IF I was in the same situation, having an '86 Z24, and looking for an engine upgrade, I would drop in a genII (at minimum) 60*, it bolts in VERY easily, and the wiring swap is even easier, you swap the entire harness from a donor vehicle that has an ECM that supports DIS, any V6 harness from an '87 to '91 J-body will drop in, with maybe a couple pin changes at the passenger side dash connector. '87 to '90 L-body harnesses will work (What I used), but some components are located in different locations in the engine bay than the J-body and will require minimal modification to the harness. Now using these harnesses I suggested will give you MPFI (not SFI), but as you know many of us that do these swaps opt for the MPFI ECM anyway, and have few to no issues.
I know wiring can be intimidating at first, but it's not that hard, once you learn the basics and you have the proper diagrams to show you the path.
I'd just hate to see you put all this time effort and money into a genI 660 just to be disapointed, as 99% of people who do are in the end. The genII or genIII designs are far superior in potential than the genI design, well at least where the top end is concerned.
I have a genIII top end and genII internals in my genI block, I used a genI block this time due to ease of swap into my Jimmy, being a daily driver, next time I will opt for a genIII block and make the custom mount on the drivers side to do it, along with relocating the starter, due to the better oiling system and ability to easily support an hydralic roller cam, where the genI or genII design will only support a solid roller cam, without issues.

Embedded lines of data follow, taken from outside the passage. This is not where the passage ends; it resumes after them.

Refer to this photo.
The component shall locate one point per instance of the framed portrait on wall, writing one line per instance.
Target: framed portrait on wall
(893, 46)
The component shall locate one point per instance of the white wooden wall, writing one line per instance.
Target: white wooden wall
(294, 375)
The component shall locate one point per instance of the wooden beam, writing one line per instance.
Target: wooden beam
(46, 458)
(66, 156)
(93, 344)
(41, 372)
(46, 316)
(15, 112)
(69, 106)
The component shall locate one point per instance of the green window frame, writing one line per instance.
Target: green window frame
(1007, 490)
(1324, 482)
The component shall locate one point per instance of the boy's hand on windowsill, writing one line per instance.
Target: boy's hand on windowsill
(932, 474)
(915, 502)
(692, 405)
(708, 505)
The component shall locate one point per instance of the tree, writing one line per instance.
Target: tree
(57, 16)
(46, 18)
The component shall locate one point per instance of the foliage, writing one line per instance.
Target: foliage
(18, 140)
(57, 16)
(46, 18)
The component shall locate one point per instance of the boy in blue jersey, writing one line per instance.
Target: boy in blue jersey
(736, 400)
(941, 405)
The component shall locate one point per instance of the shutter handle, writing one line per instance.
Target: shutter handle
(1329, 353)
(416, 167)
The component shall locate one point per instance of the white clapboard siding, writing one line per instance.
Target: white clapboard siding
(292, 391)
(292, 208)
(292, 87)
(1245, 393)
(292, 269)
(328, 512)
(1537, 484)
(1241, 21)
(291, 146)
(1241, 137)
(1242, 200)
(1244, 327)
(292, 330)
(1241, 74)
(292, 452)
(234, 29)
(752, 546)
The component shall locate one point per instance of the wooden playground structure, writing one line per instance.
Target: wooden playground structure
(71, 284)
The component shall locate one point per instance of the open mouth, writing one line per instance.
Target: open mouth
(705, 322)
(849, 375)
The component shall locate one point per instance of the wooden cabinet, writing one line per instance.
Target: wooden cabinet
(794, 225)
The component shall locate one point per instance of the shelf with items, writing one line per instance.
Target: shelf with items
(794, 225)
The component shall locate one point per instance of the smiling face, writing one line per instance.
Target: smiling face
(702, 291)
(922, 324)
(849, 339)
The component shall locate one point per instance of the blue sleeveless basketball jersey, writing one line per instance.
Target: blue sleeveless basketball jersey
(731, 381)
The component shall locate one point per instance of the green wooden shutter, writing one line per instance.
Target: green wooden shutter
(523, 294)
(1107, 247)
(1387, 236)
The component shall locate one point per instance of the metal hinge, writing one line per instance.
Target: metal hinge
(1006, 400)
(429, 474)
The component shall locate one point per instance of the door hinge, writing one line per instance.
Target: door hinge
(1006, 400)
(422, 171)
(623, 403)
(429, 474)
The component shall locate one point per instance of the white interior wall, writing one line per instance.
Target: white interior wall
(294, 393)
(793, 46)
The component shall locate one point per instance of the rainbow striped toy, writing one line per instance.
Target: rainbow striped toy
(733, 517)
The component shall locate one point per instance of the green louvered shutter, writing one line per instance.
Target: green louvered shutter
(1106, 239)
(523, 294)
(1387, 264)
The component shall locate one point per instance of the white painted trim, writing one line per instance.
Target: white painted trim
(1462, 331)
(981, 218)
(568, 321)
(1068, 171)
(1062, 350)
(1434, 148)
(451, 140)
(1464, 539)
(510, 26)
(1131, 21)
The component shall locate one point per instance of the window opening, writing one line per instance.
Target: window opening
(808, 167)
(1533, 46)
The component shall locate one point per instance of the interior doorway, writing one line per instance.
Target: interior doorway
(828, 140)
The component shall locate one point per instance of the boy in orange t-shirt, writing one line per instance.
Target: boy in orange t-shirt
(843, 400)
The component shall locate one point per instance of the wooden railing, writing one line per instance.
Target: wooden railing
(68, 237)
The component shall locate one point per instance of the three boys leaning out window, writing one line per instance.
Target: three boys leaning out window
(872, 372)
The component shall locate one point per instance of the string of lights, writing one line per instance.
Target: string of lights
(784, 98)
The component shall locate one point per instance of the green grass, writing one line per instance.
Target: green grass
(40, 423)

Take a good look at swapping to the genII ECM and wiring harness, it's not as hard as it may look at first.
I swapped a 3.1/5-speed into my 2.0L/auto 1985 Skyhawk in a just a little more than a weekend, this is going from a 4 cyl genI design to the V6 genII where the entire wiring harness was swapped, in fact it was never disconnected from the engine, I disconnected it at the firewall, ECM and dash harness and layed it in the engine, during the swap. Easiest way to do it IMO.
I think you'll be happier with a 3400 in the end, over any genI build-up.